Lorenzo had a hard time concealing his nervousness. Standing in front of a large room packed with Boeing employees in late March, the tall, lanky African American gang member described the arc of his life. At 22, he had spent nearly a third of his life incarcerated.
Peering out of his round, black-rimmed glasses, he talked about his seven months at Homeboy Industries (the largest gang reentry program in the country), and about how he had moved quickly from the janitorial team to become an assistant in the accounting department. "I used to steal money," he said. "Now I'm counting it."
I had the honor of witnessing Lorenzo's seven-month journey from convict to accounting assistant, watching as he became the young man God had in mind when he made him. But despite his remarkable turnaround and the many things he had to offer an employer, Lorenzo's prospects for finding a job outside our program were dim.
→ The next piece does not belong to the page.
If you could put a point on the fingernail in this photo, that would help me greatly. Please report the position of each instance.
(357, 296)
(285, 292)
Opportunities for second chances are few for people like Lorenzo. Homeboy Industries is about the only game in town. Most employers just aren't willing to look beyond the dumbest or worst thing someone has done.
Another "homie" recently came to me for help after, for the third time, he was let go from a job because his employer had discovered he'd done five years in prison. He told me the boss said, "You're one of our best workers, but we have to let you go." Then, with a desperate sadness, the young man added: "Damn, G. No one told me I'd be getting a life sentence of no work."
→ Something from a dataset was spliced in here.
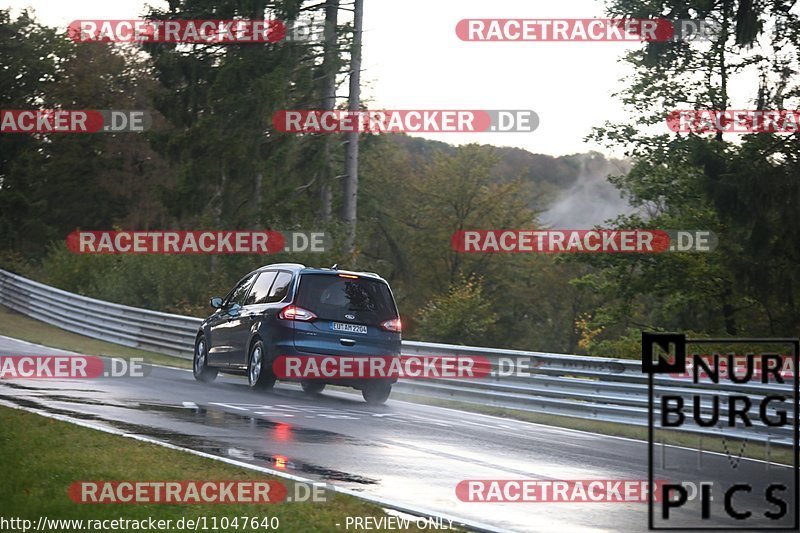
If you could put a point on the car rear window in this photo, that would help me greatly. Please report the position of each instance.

The business of second chances is everybody's business. We lose our right to be surprised that California has the highest recidivism rate in the country if we refuse to hire folks who have taken responsibility for their crimes and have done their time.
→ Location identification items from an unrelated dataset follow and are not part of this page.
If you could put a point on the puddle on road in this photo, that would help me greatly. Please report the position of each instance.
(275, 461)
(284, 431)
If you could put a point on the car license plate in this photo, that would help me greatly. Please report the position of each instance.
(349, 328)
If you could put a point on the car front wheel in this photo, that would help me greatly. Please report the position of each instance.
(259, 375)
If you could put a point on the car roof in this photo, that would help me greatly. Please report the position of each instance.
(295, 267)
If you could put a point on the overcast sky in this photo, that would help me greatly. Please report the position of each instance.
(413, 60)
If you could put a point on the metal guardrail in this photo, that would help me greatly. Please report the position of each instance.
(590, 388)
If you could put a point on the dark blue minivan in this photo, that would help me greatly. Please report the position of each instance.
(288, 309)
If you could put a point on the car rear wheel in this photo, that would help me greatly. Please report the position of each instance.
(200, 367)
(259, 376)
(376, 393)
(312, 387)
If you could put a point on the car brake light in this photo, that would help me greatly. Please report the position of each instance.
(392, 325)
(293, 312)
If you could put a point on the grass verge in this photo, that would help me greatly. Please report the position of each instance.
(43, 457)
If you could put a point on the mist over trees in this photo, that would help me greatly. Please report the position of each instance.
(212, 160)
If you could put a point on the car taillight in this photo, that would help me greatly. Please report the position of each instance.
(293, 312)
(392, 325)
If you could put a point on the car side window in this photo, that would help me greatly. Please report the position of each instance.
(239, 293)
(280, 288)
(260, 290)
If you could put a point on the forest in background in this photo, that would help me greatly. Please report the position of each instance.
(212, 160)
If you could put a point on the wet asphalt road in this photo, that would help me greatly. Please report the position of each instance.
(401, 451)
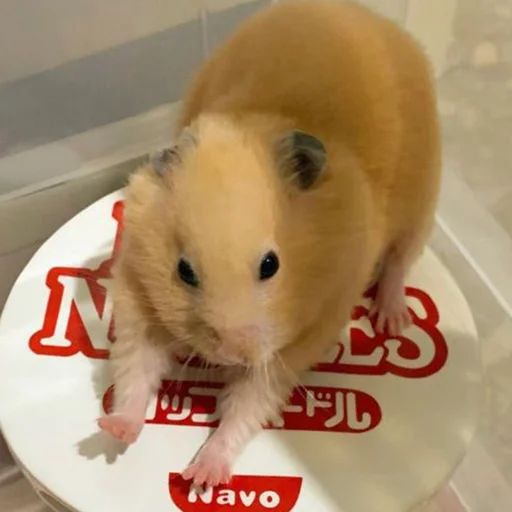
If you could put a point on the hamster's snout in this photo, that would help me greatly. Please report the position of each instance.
(240, 346)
Even in this alarming economic climate, where the pool of prospective employees is larger than ever, we need to find the moral imperative as a society to secure places in our workforce for those who just need a chance to prove themselves. This can't be the concern only of a large gang rehab center; it must also be part of our collective response to keep our streets safe and our communities healthy.
As a society, we come up lacking in many of the marks of compassion and wisdom by which we measure ourselves as civilized.
We are among the handful of countries that has difficulty distinguishing juveniles from adults where crime is concerned. We are convinced that if a child commits an adult crime, that kid is magically transformed into an adult. Consequently, we try juveniles as adults. We still execute people. And we belong to a small, exclusive club of countries that brands felons forever and denies them voting rights, access to employment and, sometimes, even housing.
Delegations from all over the world visit Homeboy Industries and scratch their heads as we tell them of our difficulty in placing our people in jobs after their time with us. Americans' seeming refusal to believe in a person's ability to redeem himself strikes these folks as foreign indeed.
Waiting for a piece of legislation or an elected official's change of heart would seem unwarranted. Instead, faith communities and networks of employers need to create a groundswell that will afford opportunity to a population long shut out and denied a chance at redemption. And because gang involvement has always been about a lethal absence of hope, making room in the workplace for those who have made mistakes could also make a big difference in our public safety. Such a movement could not be more timely, because jails and prisons in the state will soon begin to release large numbers of inmates to reduce prison crowding and save money.
The Boeing employees who witnessed Lorenzo's testimony knew instantly that they were in the presence of a young man who was a whole lot more than his rap sheet. But two weeks after his talk, Lorenzo was gunned down in a club — the 175th young person I've had to bury in my 25 years working with gang members. Tragically, his death came at the point in his life when Lorenzo had finally begun to imagine his future and not his funeral, though he knew that society's labels would limit him and weigh heavily.
The mark of our society as civilized will come when we embrace confidence in the power of redemption.
Gregory J. Boyle, a Jesuit priest, is executive director and founder of Homeboy Industries. He is the author of "Tattoos on the Heart: The Power of Boundless Compassion."